While the techniques they use are 150 years old, the attitude of the work that Mezzanotte and Kurowski are doing is throughly modern. Mezzanotte the photographer, makes the aesthetic decisions while shooting the tintypes, while the painter, Ms Kurowski, has control when doing the over-painting. However collaborations are rarely that static, there is always a certain amount of give and take and that allows the work much of it’s vitality.
“I often create the masks that we use” Kurowski says, “I get an idea and build something out of copper or paper or whatever is around and bring it to the shoot with me. The purpose of the masks are to shield or distort the identity of the subject, this often also inspires new direction for the painting. When I finish a piece and show it to Thomas he’ll sometimes suggest that we reshoot and I add or subtract some elements or maybe go off in an entirely different direction. We each have ideas about how the other should do their job, this keeps the process engaging and allows for a natural, forward moving and ever-changing progression.”
Mezzanotte is an avid student of the history of photography yet he often sites literary references when pressed to explain the sources of his images. “My favorite author is the Argentinean Jorge Luis Borges. I find inspiration for my images in the ideas that reappear continually in his short stories and essays,” he says.

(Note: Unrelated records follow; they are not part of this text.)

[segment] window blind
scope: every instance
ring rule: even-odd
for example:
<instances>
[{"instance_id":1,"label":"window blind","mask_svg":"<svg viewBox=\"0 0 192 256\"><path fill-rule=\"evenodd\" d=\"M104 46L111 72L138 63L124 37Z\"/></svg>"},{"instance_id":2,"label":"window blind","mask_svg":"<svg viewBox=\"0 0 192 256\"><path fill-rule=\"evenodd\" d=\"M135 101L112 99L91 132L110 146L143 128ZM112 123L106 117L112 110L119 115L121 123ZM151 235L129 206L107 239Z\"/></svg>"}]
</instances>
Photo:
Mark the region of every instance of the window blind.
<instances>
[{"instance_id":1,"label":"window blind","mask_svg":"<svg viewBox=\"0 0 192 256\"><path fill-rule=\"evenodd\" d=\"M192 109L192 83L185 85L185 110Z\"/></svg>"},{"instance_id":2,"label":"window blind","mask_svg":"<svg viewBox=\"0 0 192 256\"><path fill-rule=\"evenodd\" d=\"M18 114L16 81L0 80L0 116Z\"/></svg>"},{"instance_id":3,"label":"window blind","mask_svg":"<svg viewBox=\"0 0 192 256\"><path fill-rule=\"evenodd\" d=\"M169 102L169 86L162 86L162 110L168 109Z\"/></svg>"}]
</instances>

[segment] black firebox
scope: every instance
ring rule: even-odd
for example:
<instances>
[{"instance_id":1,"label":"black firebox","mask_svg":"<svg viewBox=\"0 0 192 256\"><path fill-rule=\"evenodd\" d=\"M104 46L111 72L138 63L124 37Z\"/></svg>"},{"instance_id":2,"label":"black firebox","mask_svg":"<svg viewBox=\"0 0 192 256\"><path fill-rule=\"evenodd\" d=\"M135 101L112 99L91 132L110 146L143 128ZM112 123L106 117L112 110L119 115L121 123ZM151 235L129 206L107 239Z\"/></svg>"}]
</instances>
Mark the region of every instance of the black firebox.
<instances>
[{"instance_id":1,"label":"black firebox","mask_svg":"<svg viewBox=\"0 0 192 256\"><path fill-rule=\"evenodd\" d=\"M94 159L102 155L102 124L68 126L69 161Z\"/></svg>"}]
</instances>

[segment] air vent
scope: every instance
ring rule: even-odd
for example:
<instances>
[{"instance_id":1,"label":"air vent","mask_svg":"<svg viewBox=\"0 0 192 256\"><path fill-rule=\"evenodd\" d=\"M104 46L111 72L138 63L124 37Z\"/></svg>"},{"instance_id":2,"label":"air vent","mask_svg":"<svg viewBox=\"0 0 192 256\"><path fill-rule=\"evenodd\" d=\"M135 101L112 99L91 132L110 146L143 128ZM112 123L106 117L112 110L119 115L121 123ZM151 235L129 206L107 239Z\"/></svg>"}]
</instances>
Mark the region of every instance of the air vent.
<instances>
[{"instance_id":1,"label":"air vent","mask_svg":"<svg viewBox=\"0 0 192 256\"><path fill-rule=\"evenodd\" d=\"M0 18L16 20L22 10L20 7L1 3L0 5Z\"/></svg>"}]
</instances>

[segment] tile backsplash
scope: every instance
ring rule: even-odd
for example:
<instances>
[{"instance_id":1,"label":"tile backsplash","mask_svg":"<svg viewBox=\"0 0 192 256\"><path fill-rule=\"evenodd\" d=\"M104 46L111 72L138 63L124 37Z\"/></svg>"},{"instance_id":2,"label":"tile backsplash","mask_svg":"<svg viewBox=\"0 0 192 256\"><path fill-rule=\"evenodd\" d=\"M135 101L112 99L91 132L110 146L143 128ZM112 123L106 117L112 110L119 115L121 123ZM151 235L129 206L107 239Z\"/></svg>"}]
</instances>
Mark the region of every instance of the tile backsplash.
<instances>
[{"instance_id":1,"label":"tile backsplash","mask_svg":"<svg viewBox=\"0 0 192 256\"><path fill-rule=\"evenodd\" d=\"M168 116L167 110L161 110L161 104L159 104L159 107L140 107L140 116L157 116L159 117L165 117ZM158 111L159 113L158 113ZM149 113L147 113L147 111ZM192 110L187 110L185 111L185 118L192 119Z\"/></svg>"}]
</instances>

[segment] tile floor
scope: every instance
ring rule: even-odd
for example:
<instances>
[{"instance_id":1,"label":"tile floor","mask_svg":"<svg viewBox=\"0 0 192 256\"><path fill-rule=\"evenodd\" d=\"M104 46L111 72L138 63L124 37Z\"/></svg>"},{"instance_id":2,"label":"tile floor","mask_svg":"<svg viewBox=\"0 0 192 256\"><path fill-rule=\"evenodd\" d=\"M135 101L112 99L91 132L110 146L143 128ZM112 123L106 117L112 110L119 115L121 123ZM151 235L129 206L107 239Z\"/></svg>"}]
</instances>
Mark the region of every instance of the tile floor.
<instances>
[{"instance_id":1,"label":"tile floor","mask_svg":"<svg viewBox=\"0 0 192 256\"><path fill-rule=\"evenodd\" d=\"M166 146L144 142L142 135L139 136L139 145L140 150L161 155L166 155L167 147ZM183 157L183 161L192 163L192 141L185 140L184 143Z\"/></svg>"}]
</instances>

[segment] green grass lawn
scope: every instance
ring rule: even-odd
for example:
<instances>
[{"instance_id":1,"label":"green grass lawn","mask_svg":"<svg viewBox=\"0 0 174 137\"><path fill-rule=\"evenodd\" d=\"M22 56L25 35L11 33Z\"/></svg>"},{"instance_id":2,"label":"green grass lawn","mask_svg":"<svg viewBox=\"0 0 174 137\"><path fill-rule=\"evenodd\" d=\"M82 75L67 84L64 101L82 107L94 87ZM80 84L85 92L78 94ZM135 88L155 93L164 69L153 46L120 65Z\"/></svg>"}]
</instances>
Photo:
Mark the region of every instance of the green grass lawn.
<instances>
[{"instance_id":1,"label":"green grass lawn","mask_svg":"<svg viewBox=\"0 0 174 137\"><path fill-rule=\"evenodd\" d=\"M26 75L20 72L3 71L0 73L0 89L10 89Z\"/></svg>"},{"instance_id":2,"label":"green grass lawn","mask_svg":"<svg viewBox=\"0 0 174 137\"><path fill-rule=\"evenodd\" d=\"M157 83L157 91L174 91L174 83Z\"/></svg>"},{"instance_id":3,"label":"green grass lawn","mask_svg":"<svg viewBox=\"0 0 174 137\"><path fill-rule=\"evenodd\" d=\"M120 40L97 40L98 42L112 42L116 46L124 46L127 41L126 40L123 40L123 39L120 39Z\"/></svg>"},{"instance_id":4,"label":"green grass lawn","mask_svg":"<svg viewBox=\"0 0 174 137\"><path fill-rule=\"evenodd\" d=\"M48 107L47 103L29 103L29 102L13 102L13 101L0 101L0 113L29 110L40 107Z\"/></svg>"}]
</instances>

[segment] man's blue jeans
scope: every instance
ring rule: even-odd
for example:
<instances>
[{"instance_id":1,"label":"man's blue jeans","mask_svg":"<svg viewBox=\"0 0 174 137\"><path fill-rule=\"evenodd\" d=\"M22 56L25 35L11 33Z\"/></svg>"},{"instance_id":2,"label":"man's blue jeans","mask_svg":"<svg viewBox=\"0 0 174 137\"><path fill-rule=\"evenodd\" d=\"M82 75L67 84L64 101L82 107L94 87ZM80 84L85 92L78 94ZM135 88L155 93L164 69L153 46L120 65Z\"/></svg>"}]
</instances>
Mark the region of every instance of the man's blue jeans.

Citing 20th century art movements, Ms Kurowski is influenced by cubism and surrealism in particular. She works spontaneously and intuitively allowing the photograph and the marks that are common to the wet plate process, to guide her approach to the individual pieces. “I let the process used to create the tintype and the photographic image itself inspire the painting. The original tintype represents itself to me as a chance occurrence. I consciously alter it until I achieve a level of completion satisfactory to our collaboration.”